Beyoncé - Crazy In Love (Remix)
How I'm feeling and my pride is the one to blame.
'Cause I know I don't understand.
•••
14.11.2015
Avustralya, Canberra[Kim Jennie]
"Hayır! Chae! Bunu hayatta saklayamam. Hatta şimdi söylemem lazım, millet! Bang Chr-" Ağzıma kapanan elle birlikte çatık kaşlarıyla bana bakarken kahkaha atarak eğilmiştim. O da benimle birlikte eğilirken Chris'in söylenen sesiyle diğerlerini durdurduğunu duyabiliyordum.
"Okul binasından basket sahasına gitmek iki dakika ve biz on dakikadır yürüyoruz. Çabuk gülün, mümkünse artık sadece top görmek istiyorum." Söylenmesi bir kulağımdan girip diğerinden çıkarken ağzımdaki elden kurtuldum.
"Öğlen yaptığına inanama-" İkinci bir hamle gelirken bu defa Felix araya girmiş ve Chaeyoung'un belinden tutarak geri çekmişti.
"Rahat durun iki dakika. Sadece iki dakika."
"Sen sinirlenebiliyor muydun?" Gülmemi durdurup doğrulurken onun zorla yürütülmesiyle bende yürümeye başlamıştım.
"Chris de böyle. Sinirlendirmek çok zor. Ama çok iyi sinir ediyor, sık sık." Uzattığı eline çakarken Mark ve Johnny'nin beklemeden sahaya girdiğini görmüştüm. Onların aksine konuşmamızı duyan Felix gözlerini devirirken Chris ise parmağını dudağına yerleştirerek artık susmam gerektiğini işaret ediyordu.
Bunu hayatta yapmazdım, aralarında konu eksiği olmayan tek kişi olarak bol bol vakit öldürüp konuşacağımı üstüne basa basa söylemiştim.
Sonunda okulun önündeki geniş basketbol sahamıza girdiğimizde doğruca ikinci sıradaki siyah tribün koltuklarına ilerlemiştik.
Herkesin konferansta olması sayesinde bahçe bomboştu ve haliyle saha da öyleydi. Konferanstan erken ayrılmayı planlamak bile büyük bir şeydi bizim için.
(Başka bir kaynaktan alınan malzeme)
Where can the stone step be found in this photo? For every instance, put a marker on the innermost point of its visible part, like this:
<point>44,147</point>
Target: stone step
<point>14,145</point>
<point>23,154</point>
Ben gelmeyip yakalanma riskine girmek istemezken el birliğiyle ikna edilmiştim. Öğrendiğim şey ise Chris'in bunu aslında sık sık yaptığı olmuştu. Pekala, sanırım aralarındaki en uslu kişiyim denebilir.
"Tut!" Üzerime atılan ceketle birlikte saçım dağılırken yüzümü buruşturdum.
"Çantanı koymaya geliyorsun fakat ceketini atmayı mı tercih ediyorsun?" Kasım ayına girecektik ve havalar yeterince erken soğumuştu. Bu halde bile ince giyiniyordu.
Kafamdaki ceketini kucağıma indirip saçlarımı düzelttim. O da bu sırada çantasını koymuş ve gömleğinin kollarını katlamaya başlamıştı. Bana cevap vermek yerine gülerken yaklaşan bir diğer bedene döndüm.
"Bazılarımız bunun kadar becerikli değil." İstemsizce gülerken Mark'ı uzattığı kollarından kendime çekerek biraz daha yaklaşmasını sağladım.
Johnny ve Felix sahada birbirlerine yardımcı olurken Chaeyoung ayarladığımız bayrakları çıkarıyordu.
Kollarını güzelce dirseklerine kadar katladığımda karşılık olarak saçlarımı karıştırıp hızlıca bir alt sıraya atlamıştı.